Key Rating Drivers
The ratings reflect HNBA's comfortable capitalisation, in terms of regulatory solvency and Fitch's risk-based capital computations, its sustained profitability and modest market share. The ratings also reflect Fitch's expectation of support from HNBA's parent, Hatton National Bank PLC (AA-(lka)/Stable), if required. HNBA is 60% owned by HNB and is strategically important to its parent, providing its customers with access to an additional product range through bancassurance.
HNBA was established as a composite insurer in 2001 and accounted for less than 3% of industry assets at end-2012. As a new entrant to the domestic insurance industry which is dominated by a few large companies, HNBA has found it challenging to gain significant increases in market share. In 2012, its life market share increased marginally to 4% (2011: 3.7%).
Competition in the non-life sector continues to be intense with many small players striving to achieve critical mass. HNBA defended its prices and consequently suffered a loss in market share. HNBA intends to approach non-life pricing more aggressively than in the past year, without undermining profitability. Fitch expects competition in non-life to continue, as insurers seek to build up critical mass ahead of the compulsory segregation in 2015 of the life and non-life businesses.
HNBA's regulatory solvency ratio for the life business declined to 2.28x (2011: 2.89x) due to a growth in regular premium products but for the non-life business improved to 3.48x (2011: 3.15x) due to a significant increase in profit combined with low premium growth. Fitch expects premium growth to push the ratios down marginally in 2013, yet remain comfortably within the regulatory requirement, supported by bottom line profitability and by a conservative policy of maintaining low credit-risk investments.
The company holds a competitive advantage in tapping the customer base of HNB, the fourth-largest commercial bank in Sri Lanka with an extensive branch network across the country. The two companies share the HNB franchise and HNBA has bancassurance units at 142 HNB branches. As a low cost distribution network this channel plays a vital role in management efforts to increase scale while keeping a tight control on expenses.
HNBA takes a prudent policy towards investments, with government securities representing 57% and 48% of total investments undertaken by its life and non-life businesses at end-2012. Fitch takes a positive view of a further decline in its exposure to equity investments in the non-life fund to 3% (2011: 4%) and life fund to 4% (2011: 6%).
For 2012 HNBA's loss ratio improved slightly to 68% (2011: 69%) and consequently the combined ratio fell to 102% (2011: 103%).
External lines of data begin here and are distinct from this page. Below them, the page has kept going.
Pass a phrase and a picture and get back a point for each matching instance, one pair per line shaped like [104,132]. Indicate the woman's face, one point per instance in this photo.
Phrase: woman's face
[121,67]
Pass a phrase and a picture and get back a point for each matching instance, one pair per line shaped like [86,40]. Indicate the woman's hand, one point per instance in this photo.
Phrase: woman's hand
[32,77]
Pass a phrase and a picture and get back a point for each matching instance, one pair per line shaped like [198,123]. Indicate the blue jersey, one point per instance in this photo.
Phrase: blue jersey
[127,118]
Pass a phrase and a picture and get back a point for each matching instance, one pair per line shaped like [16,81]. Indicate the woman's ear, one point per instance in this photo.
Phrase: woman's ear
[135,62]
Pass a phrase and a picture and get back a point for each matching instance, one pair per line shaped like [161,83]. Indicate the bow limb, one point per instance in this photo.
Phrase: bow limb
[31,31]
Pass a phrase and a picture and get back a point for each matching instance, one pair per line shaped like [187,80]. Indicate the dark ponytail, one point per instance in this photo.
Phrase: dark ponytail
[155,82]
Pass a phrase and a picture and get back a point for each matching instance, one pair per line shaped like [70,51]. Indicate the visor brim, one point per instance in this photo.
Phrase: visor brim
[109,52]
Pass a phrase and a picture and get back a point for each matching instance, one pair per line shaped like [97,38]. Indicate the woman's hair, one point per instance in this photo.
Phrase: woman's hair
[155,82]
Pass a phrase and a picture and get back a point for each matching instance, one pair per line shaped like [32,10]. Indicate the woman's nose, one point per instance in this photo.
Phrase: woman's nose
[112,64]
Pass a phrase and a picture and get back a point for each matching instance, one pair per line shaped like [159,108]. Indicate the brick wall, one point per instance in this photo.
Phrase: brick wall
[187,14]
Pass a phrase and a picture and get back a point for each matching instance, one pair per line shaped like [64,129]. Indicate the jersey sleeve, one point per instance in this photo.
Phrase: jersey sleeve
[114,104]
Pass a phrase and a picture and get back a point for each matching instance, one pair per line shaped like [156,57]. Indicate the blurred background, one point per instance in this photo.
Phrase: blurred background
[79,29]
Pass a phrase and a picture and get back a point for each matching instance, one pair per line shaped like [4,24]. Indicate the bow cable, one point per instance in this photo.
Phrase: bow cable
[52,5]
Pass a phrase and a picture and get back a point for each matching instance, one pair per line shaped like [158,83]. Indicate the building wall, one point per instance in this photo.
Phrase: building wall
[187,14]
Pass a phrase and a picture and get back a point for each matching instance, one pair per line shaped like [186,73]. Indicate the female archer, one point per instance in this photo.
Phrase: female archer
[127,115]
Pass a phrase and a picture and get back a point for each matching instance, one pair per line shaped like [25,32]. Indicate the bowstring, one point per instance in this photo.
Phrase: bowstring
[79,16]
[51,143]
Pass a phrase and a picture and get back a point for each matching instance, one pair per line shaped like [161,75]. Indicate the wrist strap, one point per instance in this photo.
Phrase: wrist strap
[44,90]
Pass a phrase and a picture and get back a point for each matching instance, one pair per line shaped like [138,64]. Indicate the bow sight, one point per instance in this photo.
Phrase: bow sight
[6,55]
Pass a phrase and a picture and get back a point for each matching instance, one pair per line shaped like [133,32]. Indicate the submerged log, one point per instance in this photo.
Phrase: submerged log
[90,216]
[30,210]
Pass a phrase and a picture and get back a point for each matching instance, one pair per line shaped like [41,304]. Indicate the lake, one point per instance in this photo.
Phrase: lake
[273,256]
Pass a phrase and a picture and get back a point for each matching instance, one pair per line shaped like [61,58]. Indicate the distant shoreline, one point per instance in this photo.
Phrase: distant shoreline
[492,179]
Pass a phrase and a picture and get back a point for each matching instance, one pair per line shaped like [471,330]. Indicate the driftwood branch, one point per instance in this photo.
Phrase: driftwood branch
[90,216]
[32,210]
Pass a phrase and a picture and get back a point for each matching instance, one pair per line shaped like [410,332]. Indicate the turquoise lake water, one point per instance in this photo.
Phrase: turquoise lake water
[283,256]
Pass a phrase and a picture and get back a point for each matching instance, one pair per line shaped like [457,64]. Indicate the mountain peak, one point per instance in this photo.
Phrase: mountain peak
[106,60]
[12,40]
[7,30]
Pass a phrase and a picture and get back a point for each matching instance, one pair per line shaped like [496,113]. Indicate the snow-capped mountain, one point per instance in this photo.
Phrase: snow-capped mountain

Fitch expects further improvements in the combined ratio to be challenging given the intense price competition in the non-life business. Profit after tax increased by 43% in 2012, primarily due to growth in investment income.
HNBA's rating could be upgraded if it is able to increase its market share in both life and non-life, whereby each business will have independently achieved critical mass, while maintaining profitability and capitalisation at current levels.
Conversely, a weakening in the solvency ratio to below 1.5x in life and non-life or an increase in the combined ratio above 110% on a sustained basis could result in a downgrade. A weakening in HNBA's perceived strategic importance to HNB, a significant reduction in the latter's shareholding in HNBA or a weakening of HNB's credit profile could also result in a negative rating action.